The purpose of this document is to illustrate the process of creating a custom UDS or user-defined signature in NSP (Network Security Platform). The example is meant to be simplistic designed to show the workflows and provide an easy to follow example.
*Note - Writing your own signatures can be very powerful but a poorly written signature can have a performance impact on your sensor. Following the template and workflows in this "how to" should help you avoid many of the potential pit-falls that exist in creating a custom signature. ALWAYS TEST CUSTOM SIGNATURES IN A TEST ENVIRONMENT PRIOR TO BROAD ADOPTION.
In this environment the Network Security Manager was running version 18.104.22.168, the sensors are on 22.214.171.124, and the IPS Signature set is 126.96.36.199
Identifying the block trigger
This step may or may be useful to everyone, however, the reason for this step is to show the logic and the steps used to create the final signature.

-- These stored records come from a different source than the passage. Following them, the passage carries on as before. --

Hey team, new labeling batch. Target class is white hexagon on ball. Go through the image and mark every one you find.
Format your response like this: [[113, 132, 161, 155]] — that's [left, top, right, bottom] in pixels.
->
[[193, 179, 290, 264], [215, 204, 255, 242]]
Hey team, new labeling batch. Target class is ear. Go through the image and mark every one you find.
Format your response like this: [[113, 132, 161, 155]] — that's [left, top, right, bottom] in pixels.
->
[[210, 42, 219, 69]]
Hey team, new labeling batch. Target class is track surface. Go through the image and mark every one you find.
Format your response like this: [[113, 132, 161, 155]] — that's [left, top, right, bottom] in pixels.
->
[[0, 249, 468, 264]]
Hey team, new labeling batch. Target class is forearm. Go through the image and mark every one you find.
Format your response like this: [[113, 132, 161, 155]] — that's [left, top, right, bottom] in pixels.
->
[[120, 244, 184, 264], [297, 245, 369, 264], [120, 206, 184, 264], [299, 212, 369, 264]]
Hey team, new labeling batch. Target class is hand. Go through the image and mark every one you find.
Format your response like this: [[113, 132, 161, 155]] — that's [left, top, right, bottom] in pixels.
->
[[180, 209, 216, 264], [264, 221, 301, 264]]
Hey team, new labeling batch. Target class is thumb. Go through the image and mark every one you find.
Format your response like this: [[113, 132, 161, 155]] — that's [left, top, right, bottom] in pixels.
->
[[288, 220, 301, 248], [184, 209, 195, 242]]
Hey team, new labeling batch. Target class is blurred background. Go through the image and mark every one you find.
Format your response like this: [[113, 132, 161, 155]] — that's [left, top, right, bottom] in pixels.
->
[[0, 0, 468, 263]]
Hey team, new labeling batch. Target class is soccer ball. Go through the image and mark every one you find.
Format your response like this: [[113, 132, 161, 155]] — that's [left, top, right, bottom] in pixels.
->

After Identifying a program that was outside of the scope of the corporate use policy I used Wireshark to identify a string I would like to block.
In this case, my goal is to block a specific application from being downloaded in my network. So using Wireshark I identify the specific string that points to the file on a remote webserver. Now that I have this information I can use it to create a custom signature
Creating a custom signature on the Network Security Manager
Open a browser and navigate to "Policy > Advanced > Custom Attacks". Here you will see a list of different attacks or signatures previous imported or created. Click on the "Custom Attack Editor" button on the right hand side.
A window will open titled "Custom Attack Editor".
To write a new signature go to "Attack > New > McAfee Attack Definition > Exploit Attack" to open the attack editor template
You'll immediately notice that there are two options for creating a new attack definition. The first option is to use a wizard that will allow you to write all aspects of your signature. The second option and the one used in our example is to use a template. Since we identified a URL that we would like to block our option is the first in the list. However, you can also choose to detect an e-mail file name, a DNS query or response, a specific string or TCP connection from a specific IP address.
In our example select "Detect a URL" and then select "Next" on the bottom of the page.
The next window is the "General" windows, this is used to define the attributes of your custom attack. The fields that need to be filled out are:
After filling out the variables click "finish". This will return you to the "Custom Attack Editor" where you'll notice the new rule. In the "NSP Attack ID" column instead of an "ID" there will be a "Pending". In order to add this attack to the IPS Policies, the custom attack needs to be saved. This is done by going to "File > Save" this will update the signature set for ALL existing policies.
Verify and edit the new signature
At this point, you could deploy pending changes and hope that everything is working correctly. I like to visually verify that all the changes I had hoped to make have been applied and verify their response. To do this I navigate to "Policy > Intrusion Prevention > IPS Policies". Here select one of the policies you have deployed on an interface. In this case, I have selected the "Default Inline IPS" policy. Double click this policy.
On the "Attack Definitions" tab in the "Default Inline IPS" window apply a quick filter on in the "Attack Name" field. In our example since my Attack name is "Password_Cracker" I type in "cracker" then select "apply" on the right-hand side of the window. In the lower window, all the signatures are filtered to include only those with the work "cracker' in the attack name.
To edit the response double click "UDS-Password_Cracker". This will open the "Attack Detail" window. By default, this signature has disabled blocking. I'd like to change that behavior to block access to the intended URL. To do this find the "Blocking Option" toward the bottom of the windows and select the "Customize Blocking Setting" then select "Enable Blocking"
Select "OK" at the bottom of the page to return to the "Attack Definitions" tab. If this is a bi-directional rule you'll need to apply the rule response to "Outbound" as well. When that is finished click "Save" which is now RED. This will bring you to a summary page where you will see the changes made.
Deploy pending changes
At this point, the rule now exists in all your policies on the network security manager and a specific response has been customized based on the ports you are inspecting. However, the change HAS NOT been applied to the sensor. In Order apply these changes to the sensor you need to "Deploy the Pending Changes". In order to do this navigate to "Devices > Global > Deploy Pending Changes" and select Deploy.
*NOTE - if there are additional changes waiting to be deployed please select only the ones you want to apply.
Testing the signature
In a test environment try to download the application from the blocked URL with your Real-Time Threat Analyzer open to view the alert response. In this case you can see that the page was blocked and alerted.
Writing custom signatures can be very useful but should also be done carefully and in a test environment.